Both regularization methods, ridge regression and LASSO, are implemented in the glmnet R package. The workhorse of the glmnet package is the eponymous glmnet() function. Type ?glmnet to review the help page on that function. The glmnet() function basically fits a generalized linear model via penalized maximum likelihood. The alpha argument is the so-called mixing parameter, with \(0 \le \alpha \le 1\). If \(\alpha = 1\) the penalty term corresponds to the LASSO regularized regression and if \(\alpha = 0\) the penalty term corresponds to the ridge regularized regression. Values of \(\alpha\) between \(0\) and \(1\) are related to the elastic net regularization, which is discussed elsewhere.

It is important to realize that the degree of regularization depends on the regularization parameter \(\lambda\). Thus, it is useful to evaluate the regression function for a sequence of \(\lambda\). By default the glmnet() evaluates a sequence of 100 \(\lambda\) values (note that in cases where no change occurs the function stops earlier). The number of \(\lambda\) may be set by the nlambda argument and the sequence of \(\lambda\) may be specified by the lambda argument to glmnet() function call.

The glmnet() function does not work with the formula notation, but uses matrices instead. At the begin of the session we assigned the response vector and the model matrix of the training set and the test set to the variables y.train, y.test, X.train, and y.train, respectively (see section on data preparation for details).

# load processed data set from previous section
load("dwd_30200.RData")
# load helper functions from previous section
load("helper_functions_30200.RData")
# load list object from previous section
load("model_outcome_II_30200.RData")

Ridge regression in R

We start with the ridge regression (alpha = 0) and plot the results.

library(glmnet)

### RIDGE REGRESSION ###
m_ridge <- glmnet(X_train, y_train, alpha = 0)

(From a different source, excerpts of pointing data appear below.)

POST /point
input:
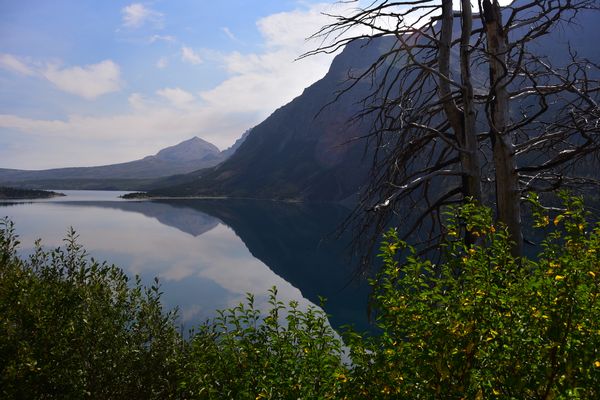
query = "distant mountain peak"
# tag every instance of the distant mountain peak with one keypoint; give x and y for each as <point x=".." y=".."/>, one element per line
<point x="188" y="150"/>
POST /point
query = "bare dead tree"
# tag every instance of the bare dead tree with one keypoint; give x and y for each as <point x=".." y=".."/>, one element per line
<point x="462" y="107"/>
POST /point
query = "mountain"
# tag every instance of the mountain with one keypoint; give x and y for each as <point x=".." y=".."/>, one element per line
<point x="185" y="157"/>
<point x="302" y="151"/>
<point x="306" y="152"/>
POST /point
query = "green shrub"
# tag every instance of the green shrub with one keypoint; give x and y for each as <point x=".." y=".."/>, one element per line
<point x="72" y="328"/>
<point x="287" y="354"/>
<point x="482" y="324"/>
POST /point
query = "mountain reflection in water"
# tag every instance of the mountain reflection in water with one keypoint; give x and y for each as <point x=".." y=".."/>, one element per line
<point x="201" y="263"/>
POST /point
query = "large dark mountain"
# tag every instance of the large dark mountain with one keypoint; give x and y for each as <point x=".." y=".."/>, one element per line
<point x="185" y="157"/>
<point x="301" y="152"/>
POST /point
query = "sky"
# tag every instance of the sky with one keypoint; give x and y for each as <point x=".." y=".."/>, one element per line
<point x="95" y="82"/>
<point x="92" y="82"/>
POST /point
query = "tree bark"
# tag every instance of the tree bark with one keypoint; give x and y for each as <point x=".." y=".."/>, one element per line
<point x="461" y="121"/>
<point x="508" y="194"/>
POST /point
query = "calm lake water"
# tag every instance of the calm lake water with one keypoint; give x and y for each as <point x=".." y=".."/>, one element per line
<point x="208" y="253"/>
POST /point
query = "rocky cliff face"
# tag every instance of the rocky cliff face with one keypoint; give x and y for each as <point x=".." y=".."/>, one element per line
<point x="306" y="152"/>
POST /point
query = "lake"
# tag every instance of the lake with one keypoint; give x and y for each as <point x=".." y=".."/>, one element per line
<point x="208" y="253"/>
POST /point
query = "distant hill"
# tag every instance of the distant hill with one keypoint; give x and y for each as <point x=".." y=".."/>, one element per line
<point x="8" y="193"/>
<point x="307" y="153"/>
<point x="187" y="156"/>
<point x="297" y="153"/>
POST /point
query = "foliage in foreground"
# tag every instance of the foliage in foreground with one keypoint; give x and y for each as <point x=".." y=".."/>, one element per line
<point x="73" y="328"/>
<point x="478" y="325"/>
<point x="482" y="324"/>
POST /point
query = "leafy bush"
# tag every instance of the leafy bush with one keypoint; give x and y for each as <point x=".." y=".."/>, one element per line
<point x="482" y="324"/>
<point x="245" y="355"/>
<point x="74" y="328"/>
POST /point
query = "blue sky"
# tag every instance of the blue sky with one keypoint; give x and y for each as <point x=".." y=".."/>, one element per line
<point x="93" y="82"/>
<point x="87" y="82"/>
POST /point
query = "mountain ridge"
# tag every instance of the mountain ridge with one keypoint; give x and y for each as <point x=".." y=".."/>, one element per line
<point x="187" y="156"/>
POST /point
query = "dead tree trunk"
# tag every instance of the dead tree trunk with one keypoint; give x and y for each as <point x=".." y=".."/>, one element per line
<point x="507" y="181"/>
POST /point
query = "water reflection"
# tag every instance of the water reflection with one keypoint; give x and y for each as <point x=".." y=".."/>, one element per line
<point x="209" y="253"/>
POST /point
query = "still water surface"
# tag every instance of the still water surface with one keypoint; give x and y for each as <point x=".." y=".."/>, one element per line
<point x="207" y="253"/>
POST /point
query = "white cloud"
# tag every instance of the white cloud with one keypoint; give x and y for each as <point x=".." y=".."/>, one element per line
<point x="136" y="14"/>
<point x="13" y="64"/>
<point x="177" y="97"/>
<point x="189" y="55"/>
<point x="137" y="101"/>
<point x="264" y="81"/>
<point x="162" y="38"/>
<point x="258" y="84"/>
<point x="89" y="81"/>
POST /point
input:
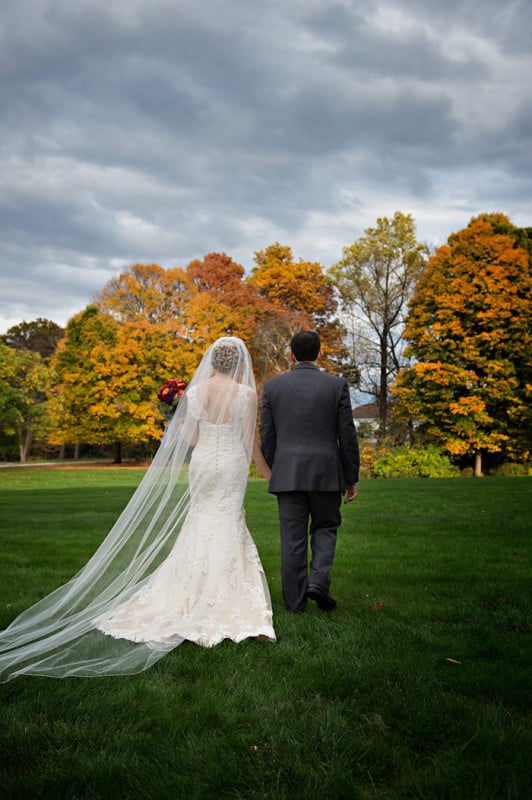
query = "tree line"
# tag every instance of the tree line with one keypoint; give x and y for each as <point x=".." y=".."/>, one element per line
<point x="440" y="341"/>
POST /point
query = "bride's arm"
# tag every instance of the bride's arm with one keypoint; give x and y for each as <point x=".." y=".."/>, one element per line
<point x="260" y="461"/>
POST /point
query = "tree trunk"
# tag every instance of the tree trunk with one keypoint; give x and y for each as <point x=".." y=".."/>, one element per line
<point x="383" y="391"/>
<point x="26" y="447"/>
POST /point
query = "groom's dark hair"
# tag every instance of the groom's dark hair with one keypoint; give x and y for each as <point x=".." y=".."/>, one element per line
<point x="305" y="345"/>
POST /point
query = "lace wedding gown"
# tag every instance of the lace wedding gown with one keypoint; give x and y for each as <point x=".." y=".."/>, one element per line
<point x="212" y="585"/>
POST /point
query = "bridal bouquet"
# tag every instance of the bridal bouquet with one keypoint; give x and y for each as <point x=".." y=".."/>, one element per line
<point x="171" y="392"/>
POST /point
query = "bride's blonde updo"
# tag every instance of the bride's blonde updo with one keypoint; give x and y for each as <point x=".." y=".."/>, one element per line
<point x="225" y="356"/>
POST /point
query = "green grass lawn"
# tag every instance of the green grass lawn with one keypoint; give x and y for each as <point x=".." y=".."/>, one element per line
<point x="418" y="686"/>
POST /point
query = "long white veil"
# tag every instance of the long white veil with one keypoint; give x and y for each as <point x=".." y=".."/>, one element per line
<point x="57" y="636"/>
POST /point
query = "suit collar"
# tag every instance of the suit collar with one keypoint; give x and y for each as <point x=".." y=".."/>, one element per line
<point x="305" y="365"/>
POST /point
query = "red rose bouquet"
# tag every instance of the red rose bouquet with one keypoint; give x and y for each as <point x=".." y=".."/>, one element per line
<point x="170" y="393"/>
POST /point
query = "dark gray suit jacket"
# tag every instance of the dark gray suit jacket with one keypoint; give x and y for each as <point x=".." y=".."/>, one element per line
<point x="307" y="433"/>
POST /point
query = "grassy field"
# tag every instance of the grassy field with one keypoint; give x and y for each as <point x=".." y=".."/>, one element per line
<point x="416" y="687"/>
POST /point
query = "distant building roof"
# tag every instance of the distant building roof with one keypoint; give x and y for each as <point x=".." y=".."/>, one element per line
<point x="368" y="411"/>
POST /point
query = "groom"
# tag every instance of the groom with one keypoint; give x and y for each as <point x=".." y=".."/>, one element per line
<point x="310" y="443"/>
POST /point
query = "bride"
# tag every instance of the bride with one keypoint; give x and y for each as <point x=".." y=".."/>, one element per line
<point x="179" y="563"/>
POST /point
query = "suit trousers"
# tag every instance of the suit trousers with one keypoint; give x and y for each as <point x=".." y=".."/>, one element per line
<point x="295" y="510"/>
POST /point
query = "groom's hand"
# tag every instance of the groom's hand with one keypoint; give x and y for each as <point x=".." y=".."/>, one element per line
<point x="350" y="492"/>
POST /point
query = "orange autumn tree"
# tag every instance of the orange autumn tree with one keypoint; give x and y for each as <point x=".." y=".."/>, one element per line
<point x="222" y="279"/>
<point x="300" y="295"/>
<point x="150" y="325"/>
<point x="468" y="329"/>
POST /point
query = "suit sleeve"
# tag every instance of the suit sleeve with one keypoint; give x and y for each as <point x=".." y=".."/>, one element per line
<point x="347" y="438"/>
<point x="267" y="428"/>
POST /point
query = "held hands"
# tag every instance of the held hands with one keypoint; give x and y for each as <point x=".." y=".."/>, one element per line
<point x="350" y="492"/>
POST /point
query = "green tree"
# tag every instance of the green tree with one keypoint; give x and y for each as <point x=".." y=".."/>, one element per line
<point x="23" y="385"/>
<point x="375" y="279"/>
<point x="40" y="336"/>
<point x="469" y="332"/>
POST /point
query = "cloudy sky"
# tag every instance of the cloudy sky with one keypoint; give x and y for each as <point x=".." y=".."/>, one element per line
<point x="159" y="131"/>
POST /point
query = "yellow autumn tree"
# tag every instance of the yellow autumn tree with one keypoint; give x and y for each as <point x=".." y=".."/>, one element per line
<point x="300" y="295"/>
<point x="468" y="329"/>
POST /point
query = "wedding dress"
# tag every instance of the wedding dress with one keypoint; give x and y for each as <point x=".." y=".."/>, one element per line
<point x="212" y="585"/>
<point x="179" y="563"/>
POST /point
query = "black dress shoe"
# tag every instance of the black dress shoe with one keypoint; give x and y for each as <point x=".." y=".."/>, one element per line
<point x="322" y="597"/>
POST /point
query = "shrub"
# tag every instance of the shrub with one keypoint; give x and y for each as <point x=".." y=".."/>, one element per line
<point x="510" y="469"/>
<point x="412" y="462"/>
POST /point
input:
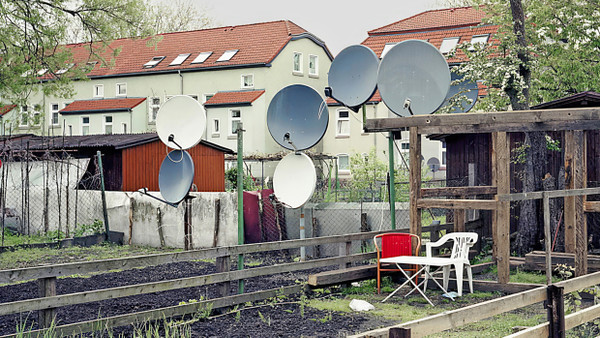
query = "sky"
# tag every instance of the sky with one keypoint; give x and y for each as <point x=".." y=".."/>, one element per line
<point x="338" y="23"/>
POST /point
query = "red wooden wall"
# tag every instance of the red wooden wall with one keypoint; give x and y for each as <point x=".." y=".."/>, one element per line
<point x="141" y="165"/>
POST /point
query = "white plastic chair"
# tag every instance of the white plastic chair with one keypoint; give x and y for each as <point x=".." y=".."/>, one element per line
<point x="459" y="257"/>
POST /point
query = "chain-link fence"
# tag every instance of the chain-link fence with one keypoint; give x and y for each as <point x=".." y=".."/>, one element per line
<point x="49" y="192"/>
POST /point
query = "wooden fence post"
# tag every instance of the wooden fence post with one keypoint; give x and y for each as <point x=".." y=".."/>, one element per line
<point x="556" y="311"/>
<point x="47" y="288"/>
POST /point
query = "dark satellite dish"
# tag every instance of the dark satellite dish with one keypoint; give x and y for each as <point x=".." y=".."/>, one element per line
<point x="297" y="117"/>
<point x="353" y="75"/>
<point x="294" y="180"/>
<point x="176" y="176"/>
<point x="413" y="78"/>
<point x="180" y="122"/>
<point x="464" y="92"/>
<point x="433" y="164"/>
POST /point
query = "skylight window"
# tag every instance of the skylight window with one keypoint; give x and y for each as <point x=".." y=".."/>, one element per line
<point x="152" y="63"/>
<point x="387" y="48"/>
<point x="478" y="39"/>
<point x="64" y="70"/>
<point x="228" y="55"/>
<point x="202" y="57"/>
<point x="179" y="59"/>
<point x="448" y="45"/>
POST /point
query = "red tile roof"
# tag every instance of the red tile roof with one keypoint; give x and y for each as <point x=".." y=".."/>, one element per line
<point x="95" y="106"/>
<point x="6" y="108"/>
<point x="257" y="44"/>
<point x="434" y="19"/>
<point x="234" y="98"/>
<point x="433" y="26"/>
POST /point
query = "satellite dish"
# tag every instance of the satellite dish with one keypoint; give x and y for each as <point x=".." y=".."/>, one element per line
<point x="467" y="94"/>
<point x="433" y="164"/>
<point x="353" y="75"/>
<point x="413" y="78"/>
<point x="176" y="176"/>
<point x="294" y="180"/>
<point x="297" y="117"/>
<point x="180" y="122"/>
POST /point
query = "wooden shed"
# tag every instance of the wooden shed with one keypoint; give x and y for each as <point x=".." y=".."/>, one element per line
<point x="130" y="161"/>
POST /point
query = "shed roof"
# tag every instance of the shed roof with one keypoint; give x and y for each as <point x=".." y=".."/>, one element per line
<point x="102" y="105"/>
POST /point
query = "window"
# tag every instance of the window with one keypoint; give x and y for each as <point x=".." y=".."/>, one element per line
<point x="85" y="125"/>
<point x="387" y="48"/>
<point x="153" y="62"/>
<point x="343" y="162"/>
<point x="313" y="65"/>
<point x="121" y="89"/>
<point x="248" y="81"/>
<point x="202" y="57"/>
<point x="448" y="45"/>
<point x="108" y="124"/>
<point x="297" y="62"/>
<point x="227" y="55"/>
<point x="153" y="107"/>
<point x="54" y="114"/>
<point x="24" y="120"/>
<point x="478" y="39"/>
<point x="179" y="59"/>
<point x="216" y="125"/>
<point x="235" y="118"/>
<point x="343" y="123"/>
<point x="98" y="90"/>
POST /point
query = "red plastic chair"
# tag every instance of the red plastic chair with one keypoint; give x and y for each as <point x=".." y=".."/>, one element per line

# plot model coefficients vs. shrinkage parameter lambda
plot(m_ridge, xvar = "lambda", label = TRUE, xlab = expression(paste("Log(", lambda, ")")))

The plot shows for a sequence (default is 100) of \(\log\lambda\) the values for the model coefficients. If \(\lambda\) is close to \(0\) the coefficients correspond to the least square solution, however, by increasing \(\lambda\) the coefficients are penalized and converge to \(0\). The upper x-axis shows the number of coefficients of the model, which is 16 for all values of \(\lambda\).

In the next step we need to find a model configuration, and thus the value of \(\lambda\), which minimizes the residuals (difference between observations and prediction). The glmnet package ships with a build-in cross-validation function. The function cv.glmnet() performs by default 10-fold cross-validation on the data set and evaluates the model performance by calculating the mean-squared error (MSE). Calling the plot() function on the cv.glmnet object provides a nice graphical representation of the relation between MSE and \(\lambda\).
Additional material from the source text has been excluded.